Intrarenal expression of microRNAs in patients with IgA nephropathy.

机构信息

Department of Medicine and Therapeutics, Prince of Wales Hospital, The Chinese University of Hong Kong, Hong Kong, China.

出版信息

Lab Invest. 2010 Jan;90(1):98-103. doi: 10.1038/labinvest.2009.118. Epub 2009 Nov 9.

Abstract

MicroRNAs (miRNAs) are noncoding, single-stranded RNA molecules that have important roles in a number of physiological and pathological processes. Previous studies have proved that miRNAs targeting ZEB1 and ZEB2 may repress epithelial-to-mesenchymal transition. In this work, we studied the intrarenal expression of miR-200 family, miR-205 and miR-192 in patients with immunoglobulin A (IgA) nephropathy. We studied 43 patients with biopsy-proven IgA nephropathy (IgA group). The intrarenal expression of miRNAs was quantified and compared with that of 15 patients with noninflammatory glomerulosclerosis (GS group) and 20 patients with nephrectomy for kidney cancer as controls (CTL group). The level of intrarenal miR-200c was downregulated, whereas the levels of intrarenal miR-141, miR-205 and miR-192 were upregulated in IgA but not GS group. Proteinuria significantly correlated with the intrarenal expression of miR-200c (r=-0.324, P=0.011) and glomerular filtration rate (GFR) significantly correlated with the intrarenal expression of miR-205 (r=-0.280, P=0.030).
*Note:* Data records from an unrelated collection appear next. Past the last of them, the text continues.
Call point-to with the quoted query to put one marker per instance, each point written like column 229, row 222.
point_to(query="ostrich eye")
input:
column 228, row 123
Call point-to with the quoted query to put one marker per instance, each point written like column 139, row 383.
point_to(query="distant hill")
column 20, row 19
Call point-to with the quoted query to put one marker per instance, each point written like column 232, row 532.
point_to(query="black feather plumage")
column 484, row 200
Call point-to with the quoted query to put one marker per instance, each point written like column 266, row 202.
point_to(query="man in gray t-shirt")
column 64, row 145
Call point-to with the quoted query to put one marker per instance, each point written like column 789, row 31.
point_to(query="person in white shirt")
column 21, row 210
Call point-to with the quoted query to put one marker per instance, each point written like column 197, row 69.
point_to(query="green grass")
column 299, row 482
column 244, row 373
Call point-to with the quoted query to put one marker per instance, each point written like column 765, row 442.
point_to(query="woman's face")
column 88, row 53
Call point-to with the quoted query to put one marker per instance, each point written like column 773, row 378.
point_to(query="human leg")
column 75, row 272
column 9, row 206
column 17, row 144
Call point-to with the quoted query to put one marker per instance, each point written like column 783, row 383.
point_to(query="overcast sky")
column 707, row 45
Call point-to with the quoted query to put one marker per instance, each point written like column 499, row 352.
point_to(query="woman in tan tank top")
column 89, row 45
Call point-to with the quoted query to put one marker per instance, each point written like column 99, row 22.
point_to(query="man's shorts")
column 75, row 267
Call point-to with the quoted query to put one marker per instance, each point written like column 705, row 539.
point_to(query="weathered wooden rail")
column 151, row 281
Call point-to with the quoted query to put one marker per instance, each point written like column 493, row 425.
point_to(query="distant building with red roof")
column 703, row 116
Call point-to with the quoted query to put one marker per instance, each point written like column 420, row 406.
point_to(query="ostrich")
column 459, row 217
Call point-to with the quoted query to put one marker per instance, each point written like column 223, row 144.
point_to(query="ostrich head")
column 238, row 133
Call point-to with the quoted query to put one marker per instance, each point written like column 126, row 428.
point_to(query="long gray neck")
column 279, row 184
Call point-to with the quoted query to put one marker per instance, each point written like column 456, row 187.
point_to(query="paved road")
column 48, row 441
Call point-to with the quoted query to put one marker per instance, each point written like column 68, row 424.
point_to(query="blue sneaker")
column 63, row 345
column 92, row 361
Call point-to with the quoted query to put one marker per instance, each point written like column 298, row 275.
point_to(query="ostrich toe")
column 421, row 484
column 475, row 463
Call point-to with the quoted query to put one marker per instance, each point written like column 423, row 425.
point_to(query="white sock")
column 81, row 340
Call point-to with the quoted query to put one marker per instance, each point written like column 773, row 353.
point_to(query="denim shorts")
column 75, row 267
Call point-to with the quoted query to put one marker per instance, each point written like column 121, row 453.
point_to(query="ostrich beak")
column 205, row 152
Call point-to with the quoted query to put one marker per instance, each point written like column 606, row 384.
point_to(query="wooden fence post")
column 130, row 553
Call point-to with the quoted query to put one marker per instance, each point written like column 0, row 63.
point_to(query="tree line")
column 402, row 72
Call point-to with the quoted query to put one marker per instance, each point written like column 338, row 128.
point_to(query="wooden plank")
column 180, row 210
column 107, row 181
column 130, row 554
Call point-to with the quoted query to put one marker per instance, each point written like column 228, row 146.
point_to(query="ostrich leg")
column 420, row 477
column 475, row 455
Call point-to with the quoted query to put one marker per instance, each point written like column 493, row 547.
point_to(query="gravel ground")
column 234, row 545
The degree of tubulointerstitial scarring correlated with miR-205 expression (r=0.389, P=0.021), whereas glomerulosclerosis correlated with miR-192 expression (r=-0.311, P=0.045). The rate of GFR decline significantly correlated with the intrarenal expression of miR-192 (r=0.373, P=0.015). The intrarenal expression of E-cadherin significantly correlated with the intrarenal expression of miR-200c (r=0.392, P=0.002). The results show that intrarenal expression of miR-200c, miR-141, miR-205 and miR-192 was diversely regulated and correlated with disease severity and progression in patients with IgA nephropathy. These miRNA species may be important in the pathogenesis and progression of IgA nephropathy.

摘要

微小 RNA(miRNAs)是一类非编码的单链 RNA 分子,在许多生理和病理过程中发挥着重要作用。先前的研究已经证明,靶向 ZEB1 和 ZEB2 的 miRNAs 可能会抑制上皮间质转化。在这项工作中,我们研究了 IgA 肾病患者肾组织中 miR-200 家族、miR-205 和 miR-192 的表达。我们研究了 43 例经活检证实的 IgA 肾病患者(IgA 组)。定量比较了 miRNA 在肾组织中的表达,并与 15 例非炎症性肾小球硬化症(GS 组)和 20 例因肾癌行肾切除术的患者(CTL 组)进行了比较。结果发现,IgA 组肾组织中 miR-200c 的水平下调,而 miR-141、miR-205 和 miR-192 的水平上调,但在 GS 组未发现这种变化。蛋白尿与肾组织中 miR-200c 的表达呈显著负相关(r=-0.324,P=0.011),肾小球滤过率(GFR)与肾组织中 miR-205 的表达呈显著负相关(r=-0.280,P=0.030)。肾小管间质瘢痕程度与 miR-205 的表达呈正相关(r=0.389,P=0.021),而肾小球硬化与 miR-192 的表达呈负相关(r=-0.311,P=0.045)。GFR 下降率与肾组织中 miR-192 的表达呈显著负相关(r=0.373,P=0.015)。E-钙黏蛋白的肾组织表达与 miR-200c 的表达呈显著正相关(r=0.392,P=0.002)。结果表明,miR-200c、miR-141、miR-205 和 miR-192 的肾组织表达受到不同程度的调节,并与 IgA 肾病患者的疾病严重程度和进展相关。这些 miRNA 可能在 IgA 肾病的发病机制和进展中发挥重要作用。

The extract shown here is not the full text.